震えた右手で銃を持ち、構えた頃が懐かしいとさえ思える。
どこで擦りむいたかわからない新しい傷に、かつて切った傷痕、手に巻かれた血で薄汚れた包帯。
同じ様に破れ、中身が出つつあるダウンジャケット、土か埃か黒く汚れたそれに身を包み、それを見やればつくづく文明人が居れば笑われそうな格好だ。

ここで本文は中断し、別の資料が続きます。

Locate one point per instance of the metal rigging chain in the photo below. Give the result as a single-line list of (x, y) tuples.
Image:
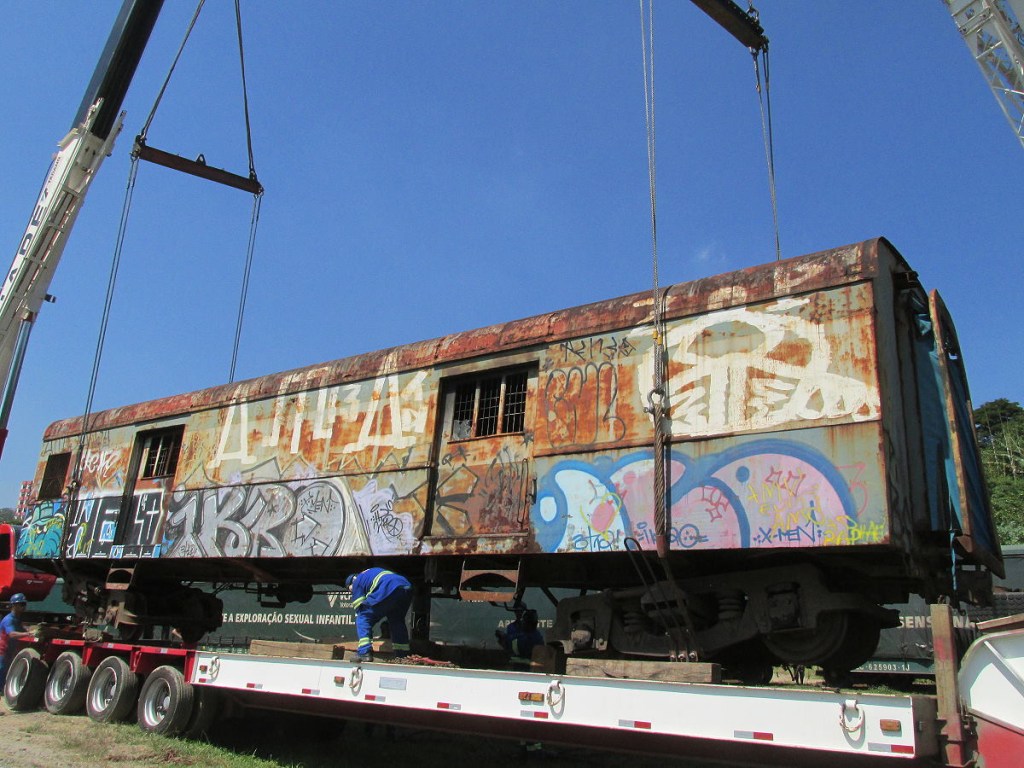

……まあ、そんなことを考える必要なぞ、ないだろうが。
背中に背負ったバックパックが今日はなぜか重たかった。
前へ進もうにも、足も鉛の様だ。
けれど気分は良かった。
理由は言うまでもない――言う相手もいないが――強いて口にするならば、この無意味な旅の終わりが、そこにあるからだ。
希望か絶望か。
それはこの二つの眼で見た後にわかる。
一歩、また一歩と足は進む。
ゆっくりと、だが心は踊る。
――――最後の、一歩。
その一つが異様に長く、浮いた足裏に地面の感触を伝わらせるのに、数時間という時が流れたようにさえ思えた。
転がった石が、ふっ、と無くなった地面の先へ。
冷たい風が、額を流れていく。
希望か絶望か。
私はそれをやっと……目にできた。
荒れた土地、荒んだ人の心、死して尚歩く者達。
けれど……けれど、私の目前には煌々としたネオン、嗅いだ事のある排気の臭い、長らく見てこなかった人々の喧騒が、あった。
捨てず良かった、信じて良かった。
私がこれを、ただ知らなかっただけだ。
なぜ、あの場所だけ文明が残っているのか……そんな事はどうでもいい。
周囲を見る必要も、注視する必要もない。
私は右手に握った拳銃を強く握りしめた。
そして、銃口を口腔へ突っ込んだ。
躊躇うだけ、無駄だ。
男の亡骸が、地面へ伏した。
血が破裂した水道管の様に噴き出る。
最後まで男が感じた感情は、絶望、それだけだった。
希望を抱き、文明が破壊されたあの日から、ただ必死に生きていた男が最後の最後まで感じたものは、絶望。
当然と言える、だろう。
元々は繋がっていた筈の、男が歩いていた道路は、目的地の目前で大きく抉れていた。
それも濁流が流れる川を挟んだ、決して一人では渡れない川。
信じた、よりも信じる事が、男にとっては幸せだった。